Taylor is famously attached to one of the more memorable moments in the rivalry's recent history. He was tackled short of the sticks on a third down catch late in the fourth quarter of a tied game ... but safety Marco Wilson threw Taylor's left shoe. The unsportsmanlike penalty gave the Tigers a first down, and the 22-point underdogs would win on a school-record 57-yard field goal.

"It was good to be able to play in that game my freshman year," he said. "We were running some sort of vertical concept and I was a check-down. It was a third-and-10 on the last series, and he threw it to me and I'm like, 'Why are you throwing me a check-down on third-and-10? This is a big game.' I tried to make a play and tried to go up and over, and he took my shoe off and threw it."

The size 14 Nike Vapor Edge Pro 360 became oddly famous, and those were the biggest numbers to be attached to Taylor at that time. Before that game, he caught one pass for 3 yards. He caught three passes for 11 yards against Florida and then two passes for 22 yards in the season finale a week later. In his next two seasons, he played in 25 games and started five but totaled 11 catches for 123 yards and one touchdown.
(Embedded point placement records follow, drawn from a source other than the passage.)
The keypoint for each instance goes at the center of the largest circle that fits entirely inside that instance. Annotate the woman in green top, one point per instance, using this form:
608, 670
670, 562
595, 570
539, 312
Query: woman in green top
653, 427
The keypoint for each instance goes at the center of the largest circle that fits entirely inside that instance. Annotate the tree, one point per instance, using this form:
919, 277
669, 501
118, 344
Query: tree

He'd like to be known for more than footwear now, which is why he's with the Mountaineers, who'd like to use their tight ends more than they've been known to during Neal Brown's four seasons in charge. The 6-foot-7, 245-pound Taylor, from Grand Junction, Colorado, was a three-star prospect with a 0.8850 rating in the 247Sports Composite and was ranked No. 16 among tight ends in the 2020 class. He picked the Tigers over offers from Miami, Washington, Texas A&M and Arkansas, but it never went the way he envisioned.

The Mountaineers, who are replacing graduated Brian Polendey and transferred Mike O'Laughlin, were able to make a connection because they wanted what Taylor wanted. WVU sought someone who can take the offense to the next level, and Taylor has next-level goals for the NFL. He caught three passes for 36 yards and three first downs in the spring game, and a one-handed grab in the middle was a highlight, not because it was acrobatic but because it was the first read for quarterback Nicco Marchiol. That's not something WVU was doing when the spring started, but the offense and its new weapon followed through at the end.

"A lot of people can sell things, but really what it came down to was I had trust in my ability," he said. "I knew if I came here and I showed that I can make plays, I'd kind of force them into making me get the ball. We sat down in the recruiting process and talked about what their plan is to use a tight end. Obviously, in the past, they haven't used it all that much, but at Troy they used it a good bit. They kind of wanted to revamp the offense, and I was a piece they wanted to help revamp the offense.

"They kind of gave me that throughout the recruiting process and showed me a lot of film from stuff that they plan on doing. I think they've kept the promise. (Saturday) I made a couple of plays and had some catches, and throughout the whole spring I made a good bit of catches. So, I think we're revamping the offense and using the tight end this year."